Ginkgo and Boehringer Ingelheim will collaborate to mine Ginkgo’s metagenomic sequence database, which provides access to a structurally novel bioactive molecules, potentially enabling the rapid identification of lead molecules as starting points for the potential discovery of novel treatments.

Metagenomics, according to the National Human Genome Research Institute (NHGR), is “The study of the structure and function of entire nucleotide sequences isolated and analyzed from all the organisms (typically microbes) in a bulk sample.”

“Ginkgo is well-positioned to help partners like Boehringer Ingelheim complement their drug discovery efforts particularly when it comes to natural product discovery,” said Jason Kelly, CEO and co-founder at Ginkgo Bioworks. “We are thrilled to work with Boehringer Ingelheim leveraging our Foundry and Codebase to unlock new possibilities in biopharma innovation.”

Ginkgo has built one of the broadest and deepest metagenomics databases worldwide, aided by its recent acquisition of Zymergen, a synthetic biology company that had a splashy start—$1B in VC funding and a $500M IPO, but then saw a dramatic plunge in share price in 2021. It was acquired by Ginkgo for just $300M.

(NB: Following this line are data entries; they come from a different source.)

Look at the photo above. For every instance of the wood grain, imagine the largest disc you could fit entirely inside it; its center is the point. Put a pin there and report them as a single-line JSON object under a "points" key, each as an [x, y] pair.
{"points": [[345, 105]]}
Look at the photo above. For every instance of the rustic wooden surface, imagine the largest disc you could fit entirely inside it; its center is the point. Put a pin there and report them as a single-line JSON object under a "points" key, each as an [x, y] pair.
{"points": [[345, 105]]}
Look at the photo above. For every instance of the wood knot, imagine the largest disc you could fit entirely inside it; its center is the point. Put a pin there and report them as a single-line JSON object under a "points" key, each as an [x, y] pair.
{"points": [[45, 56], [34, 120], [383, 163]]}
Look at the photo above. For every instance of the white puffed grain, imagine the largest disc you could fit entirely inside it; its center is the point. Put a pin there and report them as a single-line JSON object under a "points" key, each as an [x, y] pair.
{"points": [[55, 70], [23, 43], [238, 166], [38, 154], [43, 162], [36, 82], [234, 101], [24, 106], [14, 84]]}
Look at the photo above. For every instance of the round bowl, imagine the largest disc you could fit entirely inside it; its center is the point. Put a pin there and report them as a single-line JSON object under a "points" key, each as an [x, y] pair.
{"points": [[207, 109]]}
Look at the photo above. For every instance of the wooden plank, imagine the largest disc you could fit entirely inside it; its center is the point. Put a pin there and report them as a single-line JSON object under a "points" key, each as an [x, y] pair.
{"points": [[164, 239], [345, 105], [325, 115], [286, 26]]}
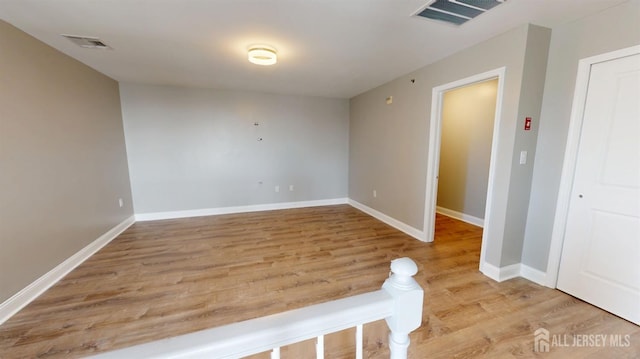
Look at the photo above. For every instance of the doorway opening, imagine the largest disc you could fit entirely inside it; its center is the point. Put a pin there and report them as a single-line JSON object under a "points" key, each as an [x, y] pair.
{"points": [[468, 114], [435, 139]]}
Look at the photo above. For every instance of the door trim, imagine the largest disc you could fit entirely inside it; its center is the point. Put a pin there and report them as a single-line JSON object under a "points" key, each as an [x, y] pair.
{"points": [[571, 156], [433, 161]]}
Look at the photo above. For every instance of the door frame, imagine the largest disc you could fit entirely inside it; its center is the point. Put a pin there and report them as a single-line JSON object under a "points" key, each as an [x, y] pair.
{"points": [[433, 161], [571, 157]]}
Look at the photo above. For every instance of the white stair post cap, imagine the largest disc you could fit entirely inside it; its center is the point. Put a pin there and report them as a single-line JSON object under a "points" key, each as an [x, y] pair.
{"points": [[404, 267]]}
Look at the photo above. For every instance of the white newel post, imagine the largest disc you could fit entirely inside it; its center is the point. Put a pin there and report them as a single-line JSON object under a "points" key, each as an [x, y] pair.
{"points": [[407, 307]]}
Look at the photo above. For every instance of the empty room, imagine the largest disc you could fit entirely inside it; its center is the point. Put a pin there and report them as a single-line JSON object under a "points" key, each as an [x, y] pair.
{"points": [[305, 179]]}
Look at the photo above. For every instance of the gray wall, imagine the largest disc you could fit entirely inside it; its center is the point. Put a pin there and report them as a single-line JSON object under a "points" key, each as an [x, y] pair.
{"points": [[196, 148], [610, 30], [388, 143], [62, 158], [465, 147]]}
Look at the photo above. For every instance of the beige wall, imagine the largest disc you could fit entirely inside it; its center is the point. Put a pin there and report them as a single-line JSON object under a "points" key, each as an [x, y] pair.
{"points": [[465, 148], [613, 29], [192, 149], [388, 143], [62, 158]]}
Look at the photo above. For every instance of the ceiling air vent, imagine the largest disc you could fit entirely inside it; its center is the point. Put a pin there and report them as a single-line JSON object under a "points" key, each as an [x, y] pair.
{"points": [[456, 11], [87, 42]]}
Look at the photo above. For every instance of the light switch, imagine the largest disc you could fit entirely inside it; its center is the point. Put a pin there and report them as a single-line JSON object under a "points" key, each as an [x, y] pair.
{"points": [[523, 157]]}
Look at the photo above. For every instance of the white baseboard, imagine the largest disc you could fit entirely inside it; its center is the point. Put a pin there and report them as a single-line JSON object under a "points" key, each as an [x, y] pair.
{"points": [[413, 232], [500, 274], [534, 275], [236, 209], [460, 216], [19, 300]]}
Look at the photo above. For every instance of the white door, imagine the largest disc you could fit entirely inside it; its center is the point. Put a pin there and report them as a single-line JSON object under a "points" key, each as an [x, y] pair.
{"points": [[600, 260]]}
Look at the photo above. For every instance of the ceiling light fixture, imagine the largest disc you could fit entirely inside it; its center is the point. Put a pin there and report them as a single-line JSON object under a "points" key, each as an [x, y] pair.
{"points": [[262, 55]]}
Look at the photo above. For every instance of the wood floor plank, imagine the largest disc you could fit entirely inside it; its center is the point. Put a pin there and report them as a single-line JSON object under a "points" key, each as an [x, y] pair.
{"points": [[164, 278]]}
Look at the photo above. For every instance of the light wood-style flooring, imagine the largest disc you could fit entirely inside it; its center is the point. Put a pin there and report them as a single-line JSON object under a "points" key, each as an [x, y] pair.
{"points": [[166, 278]]}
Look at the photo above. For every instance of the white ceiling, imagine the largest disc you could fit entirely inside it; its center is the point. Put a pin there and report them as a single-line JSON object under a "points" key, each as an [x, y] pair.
{"points": [[332, 48]]}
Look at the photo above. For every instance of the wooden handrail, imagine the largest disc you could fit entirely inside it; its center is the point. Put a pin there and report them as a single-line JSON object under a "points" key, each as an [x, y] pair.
{"points": [[399, 302]]}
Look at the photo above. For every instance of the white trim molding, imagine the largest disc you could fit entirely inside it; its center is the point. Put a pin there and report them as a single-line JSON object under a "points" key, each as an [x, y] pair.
{"points": [[433, 156], [500, 274], [237, 209], [401, 226], [19, 300], [571, 156], [532, 274], [460, 216]]}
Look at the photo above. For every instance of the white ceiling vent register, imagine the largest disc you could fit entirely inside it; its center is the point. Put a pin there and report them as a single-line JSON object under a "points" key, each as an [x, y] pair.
{"points": [[87, 42], [456, 12]]}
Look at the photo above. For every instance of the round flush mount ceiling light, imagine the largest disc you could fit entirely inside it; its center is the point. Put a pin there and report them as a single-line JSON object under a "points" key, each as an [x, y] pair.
{"points": [[262, 55]]}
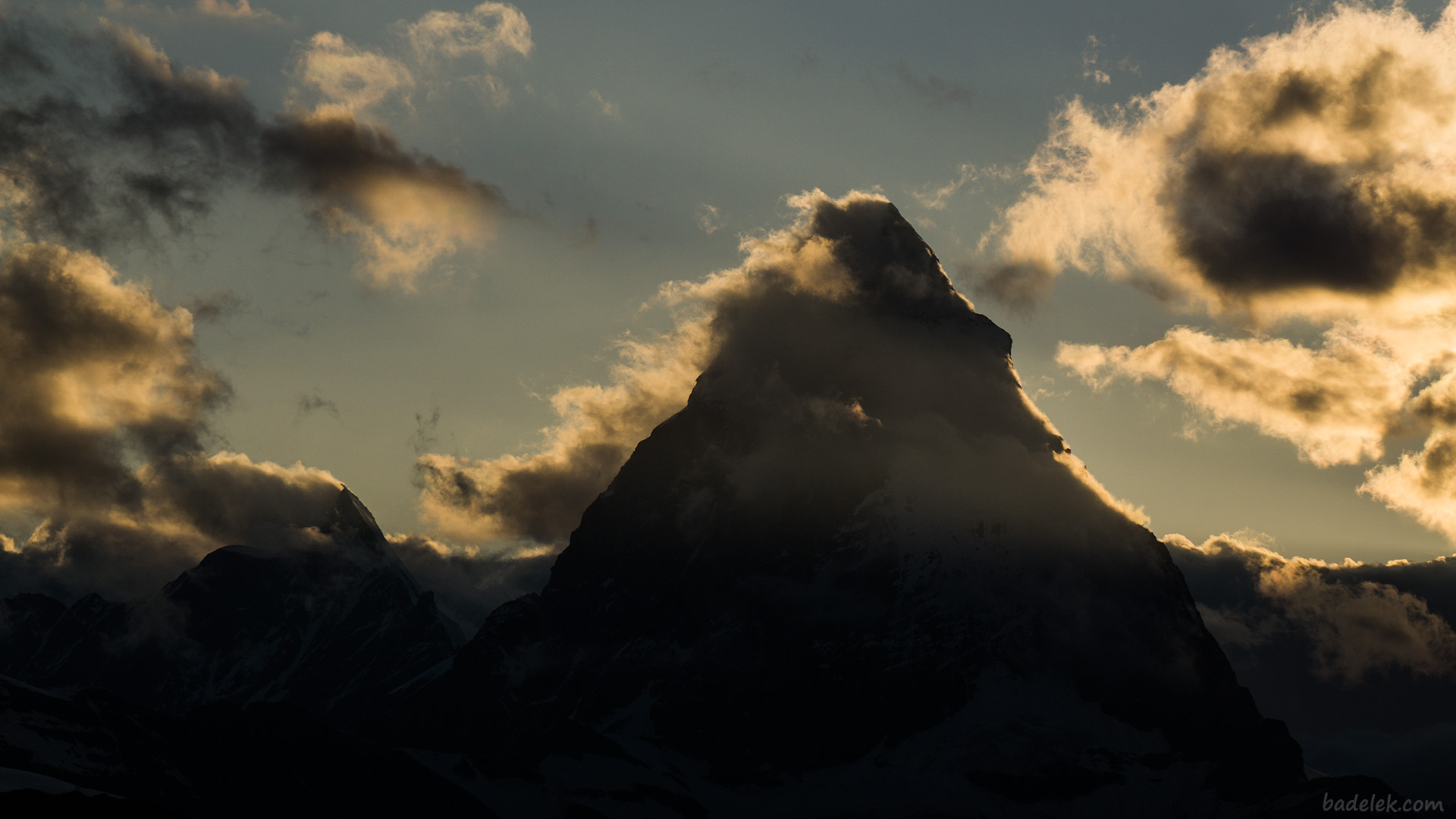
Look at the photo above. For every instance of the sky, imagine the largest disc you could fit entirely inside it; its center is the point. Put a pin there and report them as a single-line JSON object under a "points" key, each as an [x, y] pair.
{"points": [[519, 183]]}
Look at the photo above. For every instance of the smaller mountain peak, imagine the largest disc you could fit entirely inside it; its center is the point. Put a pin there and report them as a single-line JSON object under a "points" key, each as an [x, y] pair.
{"points": [[351, 516]]}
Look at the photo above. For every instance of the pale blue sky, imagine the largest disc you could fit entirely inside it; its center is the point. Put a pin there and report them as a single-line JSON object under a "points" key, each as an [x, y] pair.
{"points": [[637, 115]]}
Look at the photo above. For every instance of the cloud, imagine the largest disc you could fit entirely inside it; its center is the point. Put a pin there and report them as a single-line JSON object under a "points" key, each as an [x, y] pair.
{"points": [[469, 582], [92, 175], [405, 210], [800, 290], [1421, 484], [96, 373], [491, 31], [607, 110], [150, 146], [102, 422], [350, 76], [1308, 175], [1337, 403], [239, 11], [216, 305], [1293, 175], [312, 403], [935, 91], [1090, 63], [967, 174], [1354, 618], [710, 219]]}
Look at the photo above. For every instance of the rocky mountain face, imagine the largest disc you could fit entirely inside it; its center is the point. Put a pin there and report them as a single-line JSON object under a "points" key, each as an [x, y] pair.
{"points": [[80, 754], [858, 575], [329, 621]]}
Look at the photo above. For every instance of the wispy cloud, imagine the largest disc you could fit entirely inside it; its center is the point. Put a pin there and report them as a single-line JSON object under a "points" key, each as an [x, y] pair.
{"points": [[1307, 175]]}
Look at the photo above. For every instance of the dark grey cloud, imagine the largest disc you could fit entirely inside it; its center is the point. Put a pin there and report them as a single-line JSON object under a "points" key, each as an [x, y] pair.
{"points": [[313, 403], [104, 419], [827, 281], [216, 306], [935, 91], [1256, 222], [471, 583], [98, 375], [1356, 657], [1356, 620], [104, 142], [1310, 162]]}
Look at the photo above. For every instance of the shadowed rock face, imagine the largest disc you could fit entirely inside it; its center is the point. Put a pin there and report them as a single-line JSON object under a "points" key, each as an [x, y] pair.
{"points": [[858, 570], [331, 623]]}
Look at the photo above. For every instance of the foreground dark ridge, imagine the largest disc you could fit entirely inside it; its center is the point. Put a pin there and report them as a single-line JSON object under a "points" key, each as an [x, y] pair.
{"points": [[856, 573]]}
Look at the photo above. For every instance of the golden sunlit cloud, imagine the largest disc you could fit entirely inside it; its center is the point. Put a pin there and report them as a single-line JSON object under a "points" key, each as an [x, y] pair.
{"points": [[1356, 626], [820, 259], [1304, 175]]}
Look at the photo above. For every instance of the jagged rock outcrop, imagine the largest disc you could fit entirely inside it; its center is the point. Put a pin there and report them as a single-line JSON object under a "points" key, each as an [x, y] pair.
{"points": [[858, 575], [329, 621]]}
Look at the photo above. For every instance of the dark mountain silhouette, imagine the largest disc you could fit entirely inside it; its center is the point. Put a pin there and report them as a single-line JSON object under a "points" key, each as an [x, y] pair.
{"points": [[270, 760], [856, 575], [859, 575], [329, 623]]}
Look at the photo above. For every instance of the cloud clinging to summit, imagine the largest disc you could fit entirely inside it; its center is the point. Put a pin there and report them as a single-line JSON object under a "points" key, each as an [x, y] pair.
{"points": [[823, 283]]}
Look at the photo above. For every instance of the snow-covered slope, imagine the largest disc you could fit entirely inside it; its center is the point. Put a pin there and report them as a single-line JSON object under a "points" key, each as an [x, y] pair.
{"points": [[329, 621]]}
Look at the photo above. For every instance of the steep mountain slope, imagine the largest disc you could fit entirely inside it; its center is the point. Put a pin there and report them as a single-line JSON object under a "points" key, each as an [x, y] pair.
{"points": [[328, 620], [218, 761], [858, 575]]}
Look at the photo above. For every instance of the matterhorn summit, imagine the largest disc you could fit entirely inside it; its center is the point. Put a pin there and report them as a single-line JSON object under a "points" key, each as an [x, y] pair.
{"points": [[859, 573]]}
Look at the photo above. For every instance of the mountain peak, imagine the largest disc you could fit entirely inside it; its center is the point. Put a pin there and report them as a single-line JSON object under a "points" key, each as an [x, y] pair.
{"points": [[351, 518], [859, 551]]}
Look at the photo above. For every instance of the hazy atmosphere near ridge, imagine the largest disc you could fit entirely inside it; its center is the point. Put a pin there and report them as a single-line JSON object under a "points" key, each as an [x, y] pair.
{"points": [[635, 146], [466, 260]]}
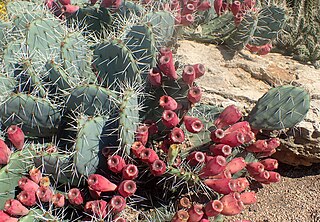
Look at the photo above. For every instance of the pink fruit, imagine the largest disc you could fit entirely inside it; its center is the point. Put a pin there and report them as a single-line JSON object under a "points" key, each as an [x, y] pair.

But in 2018 Zymergen had acquired metagenomics company Radiant Genomics. “With more than two terabases of physical and digital DNA data, Radiant’s libraries comprise one of the largest fully-assembled and instantly-accessible catalogues of genetic diversity in the world,” the companies said at the time.  Apparently, Ginkgo saw value in that.

Today, Ginkgo says the database comprises over three terabases of sequence data and over two billion proprietary protein sequences from a variety of microbes, creating a unique foundation for the discovery of novel therapeutic molecules.

Ginkgo Bioworks has a horizontal platform for cell programming, providing flexible, end-to-end services across diverse markets, from food and agriculture to pharmaceuticals to industrial and specialty chemicals. Ginkgo’s biosecurity and public health unit, Concentric by Ginkgo, focuses on infrastructure for biosecurity for  governments, communities, and public health leaders to prevent, detect and respond to a wide variety of biological threats.

In April of this year Ginkgo acquired gene therapy vector assets from StrideBio. Around the same time, they announced the launch of Ginkgo Cell Therapy Services.